The verifier symmetry problem

Here’s the part that bit me. WeAgree has two canonicalizers:

flowchart LR
    A[Server: app/actions/agreements.ts] -->|sha256| B[final_proof_hash]
    A -->|imports| C[lib/signing/json-canonical.ts]
    D[CLI: scripts/verify-proof.js] -->|copy of canonicalize| E[recomputes hash]
    B -.must equal.-> E

The CLI verifier (scripts/verify-proof.js) is intentionally a single self-contained file that runs with no npm install. It can’t import from the app — it has to embed its own copy. So now there are two implementations that have to stay byte-for-byte identical. The day they drift, every previously-anchored hash becomes unverifiable.

What worked for me:

  1. A test that pins the contract. lib/signing/json-canonical.test.ts has cases that any compliant implementation has to handle the same way: sorted keys, throw on undefined, throw on cycle, identical output for {a:1,b:2} and {b:2,a:1}.
  2. One commit that touches both files.

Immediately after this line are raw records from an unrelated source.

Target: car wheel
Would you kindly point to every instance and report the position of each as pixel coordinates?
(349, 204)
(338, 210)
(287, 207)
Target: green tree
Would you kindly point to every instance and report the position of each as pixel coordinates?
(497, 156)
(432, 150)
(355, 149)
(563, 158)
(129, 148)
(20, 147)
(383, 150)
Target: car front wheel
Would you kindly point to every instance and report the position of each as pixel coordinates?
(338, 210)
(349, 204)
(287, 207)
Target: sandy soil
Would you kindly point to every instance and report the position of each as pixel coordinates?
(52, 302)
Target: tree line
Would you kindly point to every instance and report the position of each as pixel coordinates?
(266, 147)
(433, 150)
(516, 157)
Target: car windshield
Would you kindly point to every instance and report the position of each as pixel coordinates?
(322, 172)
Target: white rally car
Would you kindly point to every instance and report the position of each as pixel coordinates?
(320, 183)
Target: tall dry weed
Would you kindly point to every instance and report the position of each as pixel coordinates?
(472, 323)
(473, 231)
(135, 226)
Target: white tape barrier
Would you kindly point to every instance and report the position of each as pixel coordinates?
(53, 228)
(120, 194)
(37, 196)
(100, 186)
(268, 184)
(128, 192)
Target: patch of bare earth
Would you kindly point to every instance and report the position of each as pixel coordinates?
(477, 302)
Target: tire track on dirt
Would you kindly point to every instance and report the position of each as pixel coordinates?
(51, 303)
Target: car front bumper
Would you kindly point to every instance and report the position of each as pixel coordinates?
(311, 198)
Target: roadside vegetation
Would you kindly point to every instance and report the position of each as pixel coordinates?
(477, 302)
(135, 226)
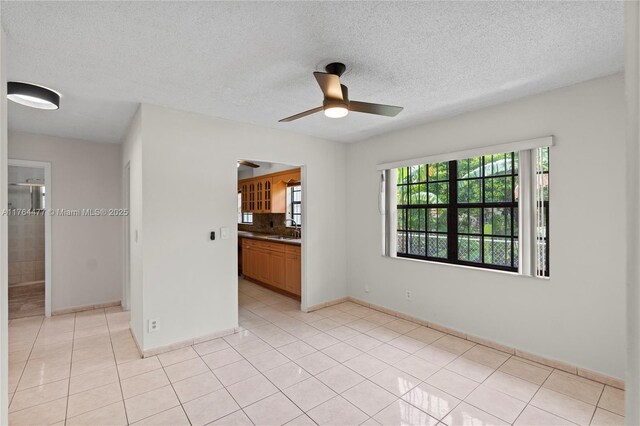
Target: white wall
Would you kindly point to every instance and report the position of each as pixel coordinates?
(577, 316)
(86, 251)
(4, 308)
(132, 156)
(189, 188)
(632, 86)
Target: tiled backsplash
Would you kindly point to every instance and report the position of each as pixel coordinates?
(268, 223)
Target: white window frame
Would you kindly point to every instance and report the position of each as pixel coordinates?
(528, 208)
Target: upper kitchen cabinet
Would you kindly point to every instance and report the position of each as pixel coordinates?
(267, 193)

When I hardened the TS version, I ported the same logic into the JS verifier in the same PR.
  3. A docstring at the top of each file pointing at the other. Future-me’s grep target.

I considered moving the verifier to TypeScript and importing from lib/. I rejected it: the CLI has to be runnable on a stock Node install with no transpilation, by an auditor who doesn’t trust me. A second canonical implementation is a feature, not a bug — it’s a sanity check on the spec.

The spec is the bug

Most “canonical JSON” stories end with “we picked RFC 8785 and used a library.” That’s correct for interop with other systems. For a closed signing system, the spec is whatever both your implementations agree on, and the only thing that matters is that the spec is explicit, loud on violations, and not silently changeable.

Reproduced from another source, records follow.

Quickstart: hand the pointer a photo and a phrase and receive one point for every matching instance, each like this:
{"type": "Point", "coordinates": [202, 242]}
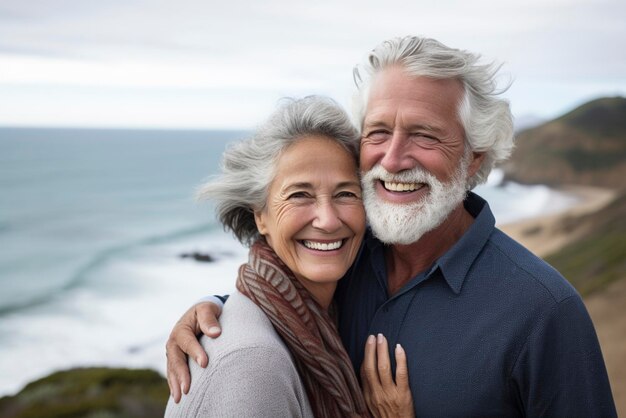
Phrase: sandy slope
{"type": "Point", "coordinates": [607, 307]}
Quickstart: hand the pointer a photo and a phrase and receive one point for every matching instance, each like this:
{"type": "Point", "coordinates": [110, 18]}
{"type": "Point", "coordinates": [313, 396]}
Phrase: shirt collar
{"type": "Point", "coordinates": [456, 262]}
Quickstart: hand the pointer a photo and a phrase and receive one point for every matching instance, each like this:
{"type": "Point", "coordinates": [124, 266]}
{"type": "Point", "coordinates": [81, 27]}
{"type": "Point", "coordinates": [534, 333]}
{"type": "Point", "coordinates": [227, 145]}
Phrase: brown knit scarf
{"type": "Point", "coordinates": [308, 331]}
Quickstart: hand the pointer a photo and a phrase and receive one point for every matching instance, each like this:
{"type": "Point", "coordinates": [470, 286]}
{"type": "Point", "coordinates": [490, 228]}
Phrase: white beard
{"type": "Point", "coordinates": [395, 223]}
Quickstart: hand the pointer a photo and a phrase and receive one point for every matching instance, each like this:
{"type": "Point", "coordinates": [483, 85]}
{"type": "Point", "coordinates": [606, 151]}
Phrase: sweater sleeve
{"type": "Point", "coordinates": [560, 371]}
{"type": "Point", "coordinates": [250, 381]}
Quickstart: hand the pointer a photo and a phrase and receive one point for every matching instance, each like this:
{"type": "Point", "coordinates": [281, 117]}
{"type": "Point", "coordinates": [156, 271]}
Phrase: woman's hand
{"type": "Point", "coordinates": [183, 341]}
{"type": "Point", "coordinates": [384, 397]}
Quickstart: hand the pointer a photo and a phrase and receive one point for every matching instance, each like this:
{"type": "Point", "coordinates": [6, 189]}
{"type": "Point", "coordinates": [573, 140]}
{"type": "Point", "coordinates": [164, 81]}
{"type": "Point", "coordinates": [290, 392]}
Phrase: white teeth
{"type": "Point", "coordinates": [322, 246]}
{"type": "Point", "coordinates": [400, 187]}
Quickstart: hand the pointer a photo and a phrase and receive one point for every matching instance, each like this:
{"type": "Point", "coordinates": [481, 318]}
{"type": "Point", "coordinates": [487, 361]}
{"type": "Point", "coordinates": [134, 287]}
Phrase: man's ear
{"type": "Point", "coordinates": [476, 163]}
{"type": "Point", "coordinates": [259, 219]}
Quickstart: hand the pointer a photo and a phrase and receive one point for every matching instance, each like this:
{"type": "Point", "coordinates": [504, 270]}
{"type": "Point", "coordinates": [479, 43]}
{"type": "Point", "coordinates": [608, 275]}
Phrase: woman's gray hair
{"type": "Point", "coordinates": [248, 167]}
{"type": "Point", "coordinates": [485, 117]}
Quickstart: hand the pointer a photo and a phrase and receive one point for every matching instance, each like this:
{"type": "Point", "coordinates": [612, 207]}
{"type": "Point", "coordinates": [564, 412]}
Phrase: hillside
{"type": "Point", "coordinates": [91, 392]}
{"type": "Point", "coordinates": [586, 146]}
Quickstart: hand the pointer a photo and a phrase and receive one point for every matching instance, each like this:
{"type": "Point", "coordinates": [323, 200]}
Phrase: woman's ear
{"type": "Point", "coordinates": [259, 219]}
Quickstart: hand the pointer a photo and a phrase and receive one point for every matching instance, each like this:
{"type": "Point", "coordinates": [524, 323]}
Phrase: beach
{"type": "Point", "coordinates": [94, 225]}
{"type": "Point", "coordinates": [607, 307]}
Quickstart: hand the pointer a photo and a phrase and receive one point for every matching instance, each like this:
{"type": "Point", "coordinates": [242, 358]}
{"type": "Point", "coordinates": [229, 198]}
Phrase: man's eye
{"type": "Point", "coordinates": [378, 136]}
{"type": "Point", "coordinates": [424, 138]}
{"type": "Point", "coordinates": [347, 194]}
{"type": "Point", "coordinates": [298, 195]}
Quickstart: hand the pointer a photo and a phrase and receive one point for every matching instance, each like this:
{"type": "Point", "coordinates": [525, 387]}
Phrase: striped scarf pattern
{"type": "Point", "coordinates": [308, 331]}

The version flag in the encryption envelope ({v:1, alg:"aes-256-gcm", ...} — see post #1) exists because envelopes will change. The canonical JSON format has no version flag, on purpose: changing it would invalidate every previously-anchored hash. The only way to “fix” it later is to define a v2, leave v1 verifiable forever, and start hashing new signatures with v2.

Plan for that day. Today, just don’t let undefined through.

The one-liner take-away

Hash a Map<string, unknown> through JSON.stringify and you’ll get "{}". Hash it through a canonicalizer that throws on bad inputs and you’ll get an error message that points at the line that betrayed you. Pick the second one.